Skrufff: There’s been quite a few books from expats in jail there; did you meet many others admitting they were writing?
Billy Moore: “No, the people I met had no thoughts of writing, only surviving.”
Skrufff: When you came back to the UK prison to serve out that last 90 days of your 3 year sentence, how much were you challenged by fellow inmates there? How did your experiences in Bangkok change the way you behaved back in the UK prison?
Billy Moore: “I was left alone and went about my business quietly. My behaviour changed, I respected the staff and was grateful to be on home ground.”
Skrufff: It almost seems like you got rehabilitated from being so shocked by the brutality of the Bangkok jail: might you have been deterred from a life of crime if British jails had been similarly dreadful?
Billy Moore: “I guess jail is what you make it to survive, you either need to be tough or clever but that rules out clever criminals because there are no clever criminals banged up. I doubt if it would make any difference if Thai prisons were the same as British prisons it would just breed a different type of criminal. What woke me up is that I no longer wanted to just survive, I wanted to live and to achieve that I needed to change so writing helped me believe in myself.”
Skrufff: How did you set about getting a book deal after being released? And how did you manage to avoid slipping back into crime?
Billy Moore: “I wrote to many different publishers and sent a synopsis of my story to them and one guy got back to me; Derek Sharron an American publisher based in Pattaya Thailand who helped me with my story and has encouraged me to seek publishers in the UK. I now have a contract with Maverick House publishers who launch the book in September.”
Skruff: The book’s been optioned for a Hollywood film: how did that come about and what’s happening with it?

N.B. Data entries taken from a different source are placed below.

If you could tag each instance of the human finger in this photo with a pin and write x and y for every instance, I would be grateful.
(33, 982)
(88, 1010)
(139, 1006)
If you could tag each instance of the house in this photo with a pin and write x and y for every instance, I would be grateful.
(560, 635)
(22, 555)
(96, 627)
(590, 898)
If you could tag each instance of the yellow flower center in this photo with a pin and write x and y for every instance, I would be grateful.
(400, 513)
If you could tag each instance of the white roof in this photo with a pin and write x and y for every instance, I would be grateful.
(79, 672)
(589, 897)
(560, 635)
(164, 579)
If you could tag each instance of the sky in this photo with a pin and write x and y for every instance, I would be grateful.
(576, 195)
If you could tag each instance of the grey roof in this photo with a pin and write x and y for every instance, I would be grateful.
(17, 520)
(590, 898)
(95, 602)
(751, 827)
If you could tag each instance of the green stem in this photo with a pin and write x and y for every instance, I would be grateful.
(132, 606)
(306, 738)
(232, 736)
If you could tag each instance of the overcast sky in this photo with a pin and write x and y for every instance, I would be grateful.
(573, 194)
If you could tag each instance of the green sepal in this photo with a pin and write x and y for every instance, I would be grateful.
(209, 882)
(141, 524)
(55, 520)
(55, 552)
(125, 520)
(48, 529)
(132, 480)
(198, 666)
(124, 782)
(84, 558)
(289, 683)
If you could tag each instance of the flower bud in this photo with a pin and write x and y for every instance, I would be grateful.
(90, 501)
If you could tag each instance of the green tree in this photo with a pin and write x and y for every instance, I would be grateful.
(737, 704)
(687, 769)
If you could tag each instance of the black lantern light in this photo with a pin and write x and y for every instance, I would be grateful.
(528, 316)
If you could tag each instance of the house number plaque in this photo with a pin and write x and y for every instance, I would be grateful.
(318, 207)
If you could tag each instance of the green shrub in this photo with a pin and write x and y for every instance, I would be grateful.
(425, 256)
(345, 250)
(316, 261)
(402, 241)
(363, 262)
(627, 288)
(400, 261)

Billy Moore: Yes, we have a director Jean Stéphane, the director of Johnny Mad Dog lined up, and a potential cast. Apparently Charlie Hunnam is keen as is James Mcavoy. Nothing is concrete yet but finance from France has helped. Hurricane Films are developing the film and pitching A prayer Before Dawn worldwide with massive interest from big companies, so its a process I’m positive about.”
Skrufff: What have been the key lessons you’ve learned from the whole experience?
Billy Moore: “To think of the consequences before I act.”